The Napsterization of Banking

There’s a documentary on the festival circuit right now (it played in a few theaters earlier this year) and, as Hollywood hype would have it, it’s generating buzz. Called Downloaded, it documents the stunning rise and precipitous fall of Napster, the independent peer-to-peer file-sharing service that allowed anyone and everyone to post anything and everything they owned in the audio world. The music industry has never been the same since.

Even back then, it was an anomaly. Most entrepreneurs were launching dot-coms with dreams of high-value IPOs, while Napster seemed to encourage outright theft with nary a profit in sight. It wasn’t even around very long—Napster effectively functioned only between June 1999 and July 2001—but in that short time it signed up millions of members, revolutionized the way most people get their music and serves as a giant milestone in the online world.

So what does all this have to do with banking? Ask Peter Sands, group chief executive of international banking conglomerate Standard Chartered and a long-respected industry veteran. In a new and much talked-about piece for the Financial Times, headlined “Banking is heading towards its Spotify moment,” he asks a distinctly uncomfortable but vital question: Will the rise of new technologies do to the banking industry what file-sharing services did to music and book retailers? (Hint: It destroyed them.)

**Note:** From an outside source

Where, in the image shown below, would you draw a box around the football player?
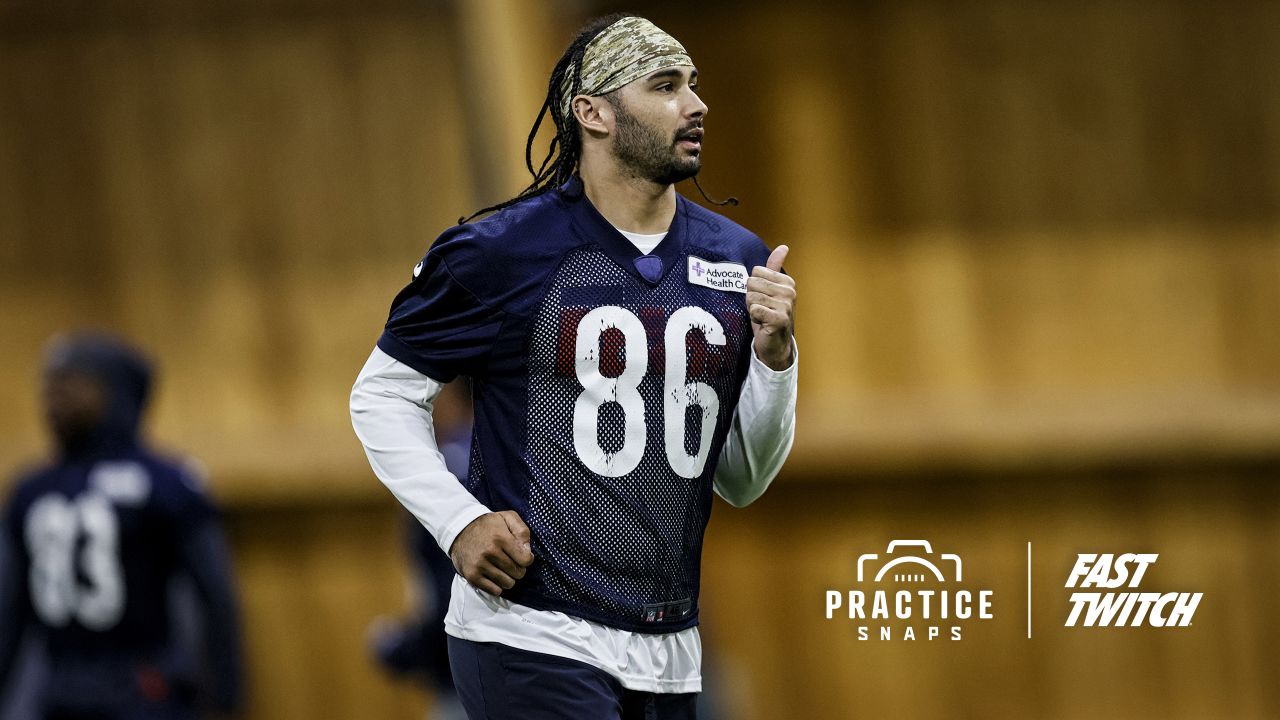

While it seems like a stretch to link the intricate workings of the financial industry to unauthorized downloads of Lady Gaga, it’s really not. As the piece points out, actual money constitutes only a tiny fraction of financial services. Most of it has to do with deposits and mortgages, or information and transaction. In other words, it’s eminently ‘digitizable,’ just like the new album from Jay-Z. Technology has radically transformed every industry and every practice built around exactly these commodities, and the traditional pillars of those industries have paid the price (think Tower Records, or the Borders bookstore chain).